City council member and mayoral candidate Joe Buscaino, the motion's co-author, points to Long Beach where the city has criminalized bike chop shops in public areas.
According to Buscaino, the Long Beach ordinance describes a chop shop as three or more bikes, a bike frame with gear or brake cables cut. Or, two or more bikes with missing parts or five or more missing bike parts.
"I believe this ordinance will give our LAPD officers the necessary tool to reduce bicycle thefts and help clean up our streets," Buscaino said.
Councilmember Paul Krekorian, who voted in favor of the motion, says he has no evidence that somebody who lines up 40 bikes on a sidewalk is selling stolen bikes.
"But let's get real. We all know that they are, and if you don't have some way to enforce the law, then we're just going to keep shrugging our shoulders and say, 'oh well, crime like this can just continue,'" Krekorian said.
Opponents fear that anybody fixing a bike on the street without proof of ownership can be targeted by law enforcement.
Marqueece Harris-Dawson was one of four Councilmembers opposing the proposed measure. He says when he was a kid, he used a hand-me-down bike that would often break down on a sidewalk or at the park.
"Under this law, growing up in this city, I could have been arrested four, five, eight or nine — I don't even remember my bicycle broke, and I had to fix it. Or [my brother and I] had to fix our bikes and [a friend on my block and I had to fix our bikes,]" Harrison-Dawson said.
Councilmember Nithya Raman points out bike theft is a real problem in L.A. but she says this ordinance is not the way to stop it.
"This ordinance the way it's envisioned could also capture innocent conduct. The ordinance in Long Beach makes it illegal to assemble or disassemble two or more bicycles on the sidewalk that could be missing parts," Raman said.

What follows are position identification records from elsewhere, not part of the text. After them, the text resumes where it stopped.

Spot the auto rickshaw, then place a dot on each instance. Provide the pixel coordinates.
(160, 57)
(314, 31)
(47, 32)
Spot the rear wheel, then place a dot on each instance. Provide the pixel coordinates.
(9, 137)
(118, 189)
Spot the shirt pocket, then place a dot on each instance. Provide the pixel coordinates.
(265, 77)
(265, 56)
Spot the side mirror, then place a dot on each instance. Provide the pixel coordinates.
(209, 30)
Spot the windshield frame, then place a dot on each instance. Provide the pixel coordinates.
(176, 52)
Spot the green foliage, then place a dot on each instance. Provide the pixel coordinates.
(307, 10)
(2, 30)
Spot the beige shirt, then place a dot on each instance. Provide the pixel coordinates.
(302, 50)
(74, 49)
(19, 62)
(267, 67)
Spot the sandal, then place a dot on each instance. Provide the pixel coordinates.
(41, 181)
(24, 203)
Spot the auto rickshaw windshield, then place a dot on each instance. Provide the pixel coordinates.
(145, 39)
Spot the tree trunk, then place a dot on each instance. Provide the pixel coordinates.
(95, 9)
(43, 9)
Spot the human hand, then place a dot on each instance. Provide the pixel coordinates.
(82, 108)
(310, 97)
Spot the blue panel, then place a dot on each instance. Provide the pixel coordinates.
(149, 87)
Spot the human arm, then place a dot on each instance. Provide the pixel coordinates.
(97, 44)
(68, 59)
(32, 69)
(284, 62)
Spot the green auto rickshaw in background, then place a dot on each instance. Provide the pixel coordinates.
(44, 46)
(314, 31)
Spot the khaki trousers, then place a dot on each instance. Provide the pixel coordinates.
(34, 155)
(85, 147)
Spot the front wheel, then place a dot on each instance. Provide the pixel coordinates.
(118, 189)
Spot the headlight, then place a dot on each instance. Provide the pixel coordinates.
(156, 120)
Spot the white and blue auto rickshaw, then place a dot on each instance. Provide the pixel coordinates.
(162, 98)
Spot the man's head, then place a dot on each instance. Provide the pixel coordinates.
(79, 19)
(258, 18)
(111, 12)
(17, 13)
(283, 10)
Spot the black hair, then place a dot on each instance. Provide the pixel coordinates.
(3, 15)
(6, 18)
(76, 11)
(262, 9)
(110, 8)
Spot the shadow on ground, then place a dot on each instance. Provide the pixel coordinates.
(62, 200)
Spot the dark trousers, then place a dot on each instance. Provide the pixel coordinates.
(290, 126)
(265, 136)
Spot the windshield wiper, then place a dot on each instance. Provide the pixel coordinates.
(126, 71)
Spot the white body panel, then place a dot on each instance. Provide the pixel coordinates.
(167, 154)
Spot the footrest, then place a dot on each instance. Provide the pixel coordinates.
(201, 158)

Raman says the only way to prove the bike is yours is by producing a video or photo evidence, a bill of sale, a serial number or bike registration.
"How many people actually have those things? How many of us have those things? For our bikes on hand all the time? I certainly don't," she said.
Council member John Lee asked city council members on Tuesday"what type of city do we want? What message are we sending?"
"The issue of criminalizing homelessness was brought up...this ordinance is not criminalized homelessness," Lee said. "It criminalizes conduct is in the direct result of feeling to support their drug habit."
The 10-4 vote on Tuesday could result in City Attorney Mike Feuer drafting a law to ban the practice. After Feuer writes the ordinance, it goes back to city council, where the motion can become law.